Langsam stieg die Energieanzeige. Während ich versuchte den Energielevel des Hand Mininglasers im grünen Bereich zu halten lauschte ich der Stimme von Radio Infinity. Sie erzählte von verschiedenen Kulturen und deren Vorstellung vom Leben nach dem Tod, vom ewigen Leben. Sie berichtete von der Imprint Technologie, der digitalen Kopie eines Individuums. Dass sie uns der Vorstellung vom ewigen Leben ein Stück näher gebracht hatte. Aber auch von Problemen mit der Regeneration nach dem Ableben. Dass ein traumatisches Ereignis wie der Tod oder die Regeneration selbst zu dauerhaften Schäden führen konnte. Ein traumatisches Response Echo konnte den Imprint verändern. Verletzungen die beim Tod entstanden blieben auch nach der Regeneration, trotz des neuen Körpers. Der Imprint einer Person würde mit der Zeit schwächer und weniger lebensfähig. 
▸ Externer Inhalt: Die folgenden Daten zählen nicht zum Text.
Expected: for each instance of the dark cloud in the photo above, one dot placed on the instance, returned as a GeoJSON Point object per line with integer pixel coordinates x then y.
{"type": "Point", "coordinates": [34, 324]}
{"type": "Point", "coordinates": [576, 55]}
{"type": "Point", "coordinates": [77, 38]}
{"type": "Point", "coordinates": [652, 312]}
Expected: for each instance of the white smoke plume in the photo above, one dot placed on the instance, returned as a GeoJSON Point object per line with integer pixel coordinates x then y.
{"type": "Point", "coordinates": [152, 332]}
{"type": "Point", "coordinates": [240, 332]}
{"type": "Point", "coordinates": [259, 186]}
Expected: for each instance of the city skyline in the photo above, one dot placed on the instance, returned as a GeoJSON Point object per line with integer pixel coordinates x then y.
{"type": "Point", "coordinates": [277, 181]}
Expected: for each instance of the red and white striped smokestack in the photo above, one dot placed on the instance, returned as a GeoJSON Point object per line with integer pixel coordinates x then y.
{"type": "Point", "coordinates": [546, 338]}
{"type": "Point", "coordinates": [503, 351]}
Mein Blick schweifte ab. Vorbei am Asteroiden den ich bearbeitete, hinaus zu den Sternen. Bilder von Erinnerungen formten sich vor meinen Augen. Erinnerungen an die Aktion bei der wir die Beweise für den Killersatelliten gesammelt hatten. Ich sah wieder den Feuerball in dem die Carrack nach dem Raketentreffer verschwand. Wir waren dem Tod nur knapp entkommen. Plötzlich machte es klonk und schlagartig war ich zurück in der Gegenwart. Der Hadanite-Brocken, den mein Mining Laser penetrierte, war zerbrochen. Bruchstücke knallten gegen meinen Helm. Schlagartig war mir klar was ich zu tun hatte. Ich musste einen Imprint von mir machen lassen. Lieber mit einem Echo als gar nicht leben.

*****

Einige Tage später war ich auf Orison, der schwebenden Stadt in den Wolken des Gasriesen Crusader. Lange hatte ich überlegt wo ich den Imprint machen lassen sollte. Für dieses kritische Unterfangen kam für mich nur die fortschrittlichste Ausrüstung in Frage. ArcCorp und Lorville erschienen mir qualitativ nicht hochwertig genug. Microtech war mir immer noch zu heiß. Der dunkle Schatten von ENOS schwebte über dem Eisplaneten. Blieb nur Crusader. Nach der Ankunft im Cloudview Center hatte ich sofort das Gefühl richtig zu sein. Die Wolkenstadt hatte eine seltsam beruhigende Wirkung auf mich. Der Aufenthalt war Entspannung, hatte fast etwas von Meditation. Ich mietete mir ein Appartement um ein paar Tage zu bleiben.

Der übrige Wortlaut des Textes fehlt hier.